The 'new' Microsoft? I still wouldn't touch them with a barge pole

Anonymous Coward
Anonymous Coward

Re: "software had become powerful enough to serve users well enough for years"

No, there was a time when software upgrades bought improvements big enough to be worth the price and effort, even on the same hardware.

On the server side you saw and reaped real benefits from going, for example from NT to 2000 (AD, especially) to 2003 (64 bit support, especially). After that, improvements were less far reaching for the majority of customers, usually just for the high-end ones, the others saw just new costs and little more.

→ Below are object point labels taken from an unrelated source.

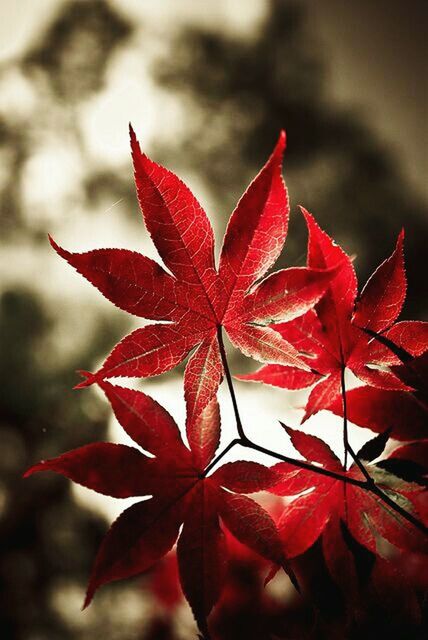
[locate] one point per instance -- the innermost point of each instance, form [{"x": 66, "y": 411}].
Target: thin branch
[
  {"x": 345, "y": 417},
  {"x": 246, "y": 442},
  {"x": 401, "y": 353},
  {"x": 367, "y": 484},
  {"x": 370, "y": 484},
  {"x": 216, "y": 460}
]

On the desktop side moving to 2000/XP from Win 9x meant sounder systems, while from NT it meant improved device and graphics support. 7 added the full 64 bit support XP lacked, while correcting the Vista defects. While both 8 and 10 still add improvements, again they are less compelling than before, while introducing unneeded issues.

This is true also for a lot of application software, both server and desktop side. New releases may offer little new unless you are a specific high-end power user needing exactly that feature. A new DB offering fancy NoSQL and BigData features may not interest you at all when you're just running the same accounting/invoicing workloads. Adobe moved to the subscription model too because it had issue to compel most users to upgrade Photoshop as well...

Sure, some of those upgrades often required new hardware, but not every time. I had system for which the hardware was fully exploited only after a newer OS was installed - upgrading to 64 bit for example resolved a lot of issue due to 32 bit memory constraints, and it was worth the price of the new OS (on the HW side, it may have meant just some new RAM modules).

Now hardware has outpowered software up to the point you can consolidate many servers on the same hardware and still run the same workloads - but that's an issue for hardware vendors, not software ones.